RELIC: Evaluating Compositional Instruction Following via Language Recognition

Published: 24 Sept 2025, Last Modified: 24 Sept 2025NeurIPS 2025 LLM Evaluation Workshop PosterEveryoneRevisionsBibTeXCC BY 4.0
Keywords: LLMs, instruction following, formal language, language recognition, test-time compute, chain-of-thought, complexity
TL;DR: We evaluate frontier LLMs on in-context recognition of context-free languages, finding that models fail when grammars and strings become complex.
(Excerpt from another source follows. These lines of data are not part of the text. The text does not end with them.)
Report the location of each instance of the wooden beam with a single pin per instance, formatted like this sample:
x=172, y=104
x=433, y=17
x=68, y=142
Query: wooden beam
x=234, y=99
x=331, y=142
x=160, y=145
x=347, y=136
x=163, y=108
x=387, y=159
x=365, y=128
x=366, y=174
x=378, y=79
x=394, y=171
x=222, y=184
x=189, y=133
Abstract: Large language models (LLMs) are increasingly expected to perform tasks based only on a specification of the task provided in context, without examples of inputs and outputs; this ability is referred to as instruction following. To evaluate models' ability to perform a task provided in context, we introduce the Recognition of Languages In-Context (RELIC) framework, where the task is to determine if a string is generated by a context-free grammar. This requires composing together a large number of instructions (grammar productions) retrieved from the context. Because the languages are synthetic, the task can be increased in complexity as LLMs' skills improve in the future, and new instances can be automatically generated, mitigating data contamination concerns. We evaluate state-of-the-art LLMs on RELIC and find that their accuracy can be reliably predicted from the complexity of the grammar and the individual example strings, and that even the most advanced LLMs currently available show near-chance performance on more complex grammars and samples, in line with theoretical expectations. We also analyze how LLMs attempt to solve increasingly difficult reasoning tasks, and find that as the complexity of the language recognition task increases, models switch from following complex instructions to relying on shallow heuristics.